I don’t understand the jpeg errors. They must come from the mirror, but I don’t understand why. I have this server mirroring a directory on another server. The files would not exist on the other server as they are more than 12 hours old and that server is set to delete the jpegs after 12 hours. But why mirror is still trying to download them is a mystery to me.

I tried looking through sensors.conf, but I couldn’t understand the comments. Sorry. I thought the installation of the sensors monitoring included an automated process which set that up.

The machine is an old machine. I bought it second hand, and I don’t really know exactly how old it is. I don’t have another powersupply for it and I can’t see anything wrong with the connections, but I haven’t checked all the solder joints!

Hi
Ok, maybe worth investigating if those errors could cause a problem
somehow? Not creating a whole stack of connections or anything, netstat
and lsof should help there.

Sensors should be pretty ok, but the 45000rpm for a fan seems a bit
strange :wink:

So the capacitors on the motherboard look ok, not leaking or such. That
has been an issue in the past. The only other thing would be to try
another power supply and see how that goes.

Oh and no excuses for not getting the magnifying glass out for those
solder joints lol :slight_smile:


Cheers Malcolm °¿° (Linux Counter #276890)
SLED 10 SP2 i586 Kernel 2.6.16.60-0.27-default
up 1:47, 1 user, load average: 0.15, 0.32, 0.60
GPU GeForce Go 6600 TE/6200 TE Version: 173.14.12

I have dumped out netstat and lsof to the following files:
http://alexmay.homeip.net/test/netstat.txt
and
http://alexmay.homeip.net/test/lsof.txt
They are not telling me much as I don’t know what they should look like.
Should I set up a cron job to log the output from netstat and lsof so that I can see what they looked like just before a crash?

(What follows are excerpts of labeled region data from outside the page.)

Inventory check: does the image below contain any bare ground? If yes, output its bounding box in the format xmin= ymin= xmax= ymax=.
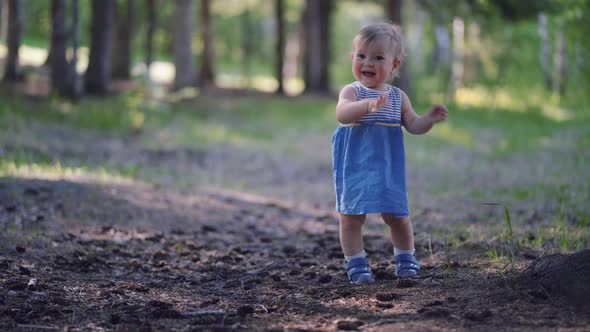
xmin=0 ymin=107 xmax=590 ymax=331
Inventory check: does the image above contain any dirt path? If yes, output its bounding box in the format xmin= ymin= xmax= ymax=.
xmin=0 ymin=111 xmax=590 ymax=331
xmin=0 ymin=179 xmax=590 ymax=331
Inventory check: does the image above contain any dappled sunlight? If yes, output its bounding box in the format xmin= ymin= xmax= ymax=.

> I’ve looked at the output, but I can’t see a reason for a crash in
> there.
> Can anyone else?

i can only guess (and remember, you began this saying you didn’t know
where to begin looking) that you should begin by looking at:

  • why your hard drive suddenly grew cold?

i think it is because it crashed…

i think it crashed because it had just run a cron job with required it
to swing its read/write arm back and forth looking for BUNCHES of
non-existing files, and write HUGE BUNCHES of error messages in TWO
different log files…

however, i’m not certain…i am guessing…and, i guess i also ought to
notice that according to http://alexmay.homeip.net/test/101messages.txt
a guy named alex:

logged in at Jul 31 07:49:27
(and caused far too many errors to count, and then)
logged out at Jul 31 07:50:18
logged in at Jul 31 07:50:26
logged out at Jul 31 07:50:26
logged in at Jul 31 07:51:26
logged out at Jul 31 07:51:26

and, i wonder what is going on…i THINK if you solve the error
problem you will have made a step in the right direction…at least you
will have given an old hard drive an easier life…and, removed a
variable from the system, and maybe another culprit can be found…

sorry, i do not know how to help you solve the mystery of why so many
…jpgs are being searched for, and not found…ask Alex :wink:

oh, and don’t throw away these log files (including the atop files)
because perhaps a REAL guru (i am NOT one) will come along and spot
the problem immediately…


DenverD (Linux Counter 282315)
A Texan in Denmark

The log in and out are from mirror. It uses my login from each machine to mirror a directory on the other machine. Why it is looking for non-existant files is beyond me. I have the identical setup on another machine and it never crashes.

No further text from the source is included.